As a student of management, as a human being, and as an inhabitant of the planet, I think of course there should be some kind of reparation from the highly developed world because it contributed so much to the problem on climate change.

However, the governments in countries like mine tend to not just be corrupt but largely incompetent. To expect things to change overnight just because some flood came—well, that’s not going to happen. It’s going to be back to business the way it was. Rather than any government-to-government reparation, it might be more useful to find non-governmental efforts to support.

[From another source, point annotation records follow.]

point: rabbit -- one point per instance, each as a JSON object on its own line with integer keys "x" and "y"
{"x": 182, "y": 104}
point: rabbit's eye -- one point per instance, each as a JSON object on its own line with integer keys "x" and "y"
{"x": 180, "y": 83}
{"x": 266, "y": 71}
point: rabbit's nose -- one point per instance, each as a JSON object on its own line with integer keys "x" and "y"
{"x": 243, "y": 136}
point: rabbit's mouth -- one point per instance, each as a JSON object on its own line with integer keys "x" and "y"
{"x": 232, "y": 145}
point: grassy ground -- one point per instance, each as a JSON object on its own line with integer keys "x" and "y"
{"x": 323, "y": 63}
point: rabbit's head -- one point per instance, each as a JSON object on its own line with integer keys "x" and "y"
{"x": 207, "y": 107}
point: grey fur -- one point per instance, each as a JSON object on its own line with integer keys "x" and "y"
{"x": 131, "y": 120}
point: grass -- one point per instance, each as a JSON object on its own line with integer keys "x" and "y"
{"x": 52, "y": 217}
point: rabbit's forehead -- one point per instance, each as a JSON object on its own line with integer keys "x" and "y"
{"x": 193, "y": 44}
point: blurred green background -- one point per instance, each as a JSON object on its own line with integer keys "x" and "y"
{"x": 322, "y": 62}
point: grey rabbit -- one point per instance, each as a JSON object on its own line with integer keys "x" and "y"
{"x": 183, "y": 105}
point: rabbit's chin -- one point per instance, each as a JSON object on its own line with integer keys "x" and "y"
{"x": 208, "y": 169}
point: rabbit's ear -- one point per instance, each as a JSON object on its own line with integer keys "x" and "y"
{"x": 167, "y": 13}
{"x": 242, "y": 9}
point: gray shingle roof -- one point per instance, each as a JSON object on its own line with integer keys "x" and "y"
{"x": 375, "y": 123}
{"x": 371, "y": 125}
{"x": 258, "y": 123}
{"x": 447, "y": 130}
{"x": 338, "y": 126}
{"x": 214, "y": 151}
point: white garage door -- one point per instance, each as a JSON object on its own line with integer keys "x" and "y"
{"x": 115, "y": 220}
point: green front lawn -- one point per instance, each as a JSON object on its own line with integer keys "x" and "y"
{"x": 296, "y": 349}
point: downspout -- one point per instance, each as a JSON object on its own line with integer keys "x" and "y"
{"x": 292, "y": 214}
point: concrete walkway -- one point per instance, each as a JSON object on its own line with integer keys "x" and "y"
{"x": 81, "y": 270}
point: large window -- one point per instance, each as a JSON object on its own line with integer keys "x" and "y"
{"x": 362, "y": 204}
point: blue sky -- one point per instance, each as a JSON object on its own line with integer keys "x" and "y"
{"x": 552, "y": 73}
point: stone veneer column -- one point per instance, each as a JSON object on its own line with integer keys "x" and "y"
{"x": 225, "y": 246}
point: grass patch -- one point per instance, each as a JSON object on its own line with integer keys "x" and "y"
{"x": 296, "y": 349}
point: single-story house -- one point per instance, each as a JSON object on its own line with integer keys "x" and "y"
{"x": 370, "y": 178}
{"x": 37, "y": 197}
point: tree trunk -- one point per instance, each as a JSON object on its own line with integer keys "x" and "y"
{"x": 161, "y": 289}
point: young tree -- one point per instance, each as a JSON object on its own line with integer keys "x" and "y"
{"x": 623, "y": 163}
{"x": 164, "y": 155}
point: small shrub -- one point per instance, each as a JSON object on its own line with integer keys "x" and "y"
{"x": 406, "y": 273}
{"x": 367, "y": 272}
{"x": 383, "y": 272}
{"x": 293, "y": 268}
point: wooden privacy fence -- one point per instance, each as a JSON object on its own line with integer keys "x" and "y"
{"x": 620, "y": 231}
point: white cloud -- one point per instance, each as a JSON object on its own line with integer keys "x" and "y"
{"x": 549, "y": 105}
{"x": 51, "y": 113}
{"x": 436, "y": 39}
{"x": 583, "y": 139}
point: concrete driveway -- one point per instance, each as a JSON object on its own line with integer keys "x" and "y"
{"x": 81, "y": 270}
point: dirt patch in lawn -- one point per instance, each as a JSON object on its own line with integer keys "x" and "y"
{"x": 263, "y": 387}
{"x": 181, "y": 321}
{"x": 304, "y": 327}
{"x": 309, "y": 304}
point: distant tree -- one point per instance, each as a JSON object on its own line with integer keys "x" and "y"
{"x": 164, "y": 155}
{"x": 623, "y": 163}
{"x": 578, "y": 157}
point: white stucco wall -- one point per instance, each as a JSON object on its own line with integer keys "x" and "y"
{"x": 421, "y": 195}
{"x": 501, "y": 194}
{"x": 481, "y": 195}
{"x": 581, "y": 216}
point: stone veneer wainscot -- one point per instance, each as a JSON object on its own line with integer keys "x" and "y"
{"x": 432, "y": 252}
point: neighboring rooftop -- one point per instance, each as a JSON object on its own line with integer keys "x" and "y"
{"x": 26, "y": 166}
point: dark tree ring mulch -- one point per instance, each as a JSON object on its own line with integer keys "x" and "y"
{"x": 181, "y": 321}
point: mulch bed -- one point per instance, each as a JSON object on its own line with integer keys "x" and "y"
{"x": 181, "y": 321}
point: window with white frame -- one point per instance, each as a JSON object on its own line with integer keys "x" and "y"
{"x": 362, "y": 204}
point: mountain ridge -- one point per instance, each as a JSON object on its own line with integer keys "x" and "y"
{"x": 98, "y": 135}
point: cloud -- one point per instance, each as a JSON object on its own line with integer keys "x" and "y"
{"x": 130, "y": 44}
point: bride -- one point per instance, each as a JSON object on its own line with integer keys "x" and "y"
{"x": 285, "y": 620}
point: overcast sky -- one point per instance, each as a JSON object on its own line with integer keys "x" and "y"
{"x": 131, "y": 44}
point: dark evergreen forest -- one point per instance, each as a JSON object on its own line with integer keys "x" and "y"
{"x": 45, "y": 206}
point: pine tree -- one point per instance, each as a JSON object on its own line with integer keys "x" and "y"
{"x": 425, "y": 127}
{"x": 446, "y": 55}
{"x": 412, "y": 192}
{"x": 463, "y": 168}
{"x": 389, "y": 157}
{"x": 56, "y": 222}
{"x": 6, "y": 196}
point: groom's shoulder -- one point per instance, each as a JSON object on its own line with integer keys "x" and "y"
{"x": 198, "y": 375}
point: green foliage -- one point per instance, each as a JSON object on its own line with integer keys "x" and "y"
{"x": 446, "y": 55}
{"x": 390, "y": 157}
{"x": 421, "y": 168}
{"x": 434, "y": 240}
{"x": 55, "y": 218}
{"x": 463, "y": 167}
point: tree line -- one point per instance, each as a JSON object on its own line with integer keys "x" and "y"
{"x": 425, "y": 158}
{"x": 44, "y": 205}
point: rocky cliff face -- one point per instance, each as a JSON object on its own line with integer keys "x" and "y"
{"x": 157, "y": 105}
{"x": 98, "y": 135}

A $10 million grant from USAID got the Lahore University of Management Sciences (LUMS) off the ground in the 1980s. It’s recognized as Pakistan’s leading university. It’s an outstanding example of how U.S. funds can be channeled in a very efficient and effective manner that doesn’t directly support Pakistan’s government. Pakistan needs 100 such universities.

Realistically, I don’t think we can expect somebody in the U.S. government to raise the issue of equity and the impact of climate change on countries like ours. However, the U.S. does have the luxury and the strength of great intellectual and academic tradition. Mushfiq Mobarak, the eminent economist from Bangladesh, has done great work. Professor Mobarak and people like him could shake up the powers that be and say, “It’s time to look at the world afresh.”

Q: What led you to study at Yale SOM?

I had a career as an aerospace engineer in Silicon Valley. I went to Yale SOM thinking I would move into a management role, but, though I didn’t know what it would look like, I also had a desire to help create institutions of social change in the developing world.

When I graduated, I had an opportunity to teach at LUMS [Lahore University of Management Sciences]. My wife and I decided to try it out for two years. We thought, “If it doesn’t work out, we’ll head right back to the U.S.” That was 1987. Those two years of teaching went well for me. It took my wife, who was the first U.S.-trained oncologist in Pakistan, nearly 10 years to launch her career, from which she just retired as a professor of oncology.

Yale SOM was a great influence because it was a school about service and ethics. Business in Pakistan tends to have shades of ethical compromise. Teaching first at LUMS and now at Forman Christian College, the idea was to prepare students to go in and actually improve the practice of corporate management in Pakistan.

I think our students have been largely successful. Almost 99% of the corporate sector is family-held firms where change is hard to implement, where systems are hard to implement, where familiarity takes precedence over competence, but our graduates have implemented systems. They have used progressive practices in an environment where that’s very hard. I’ve been fortunate to do work that has an impact and lets me be happy with who I am and what I do.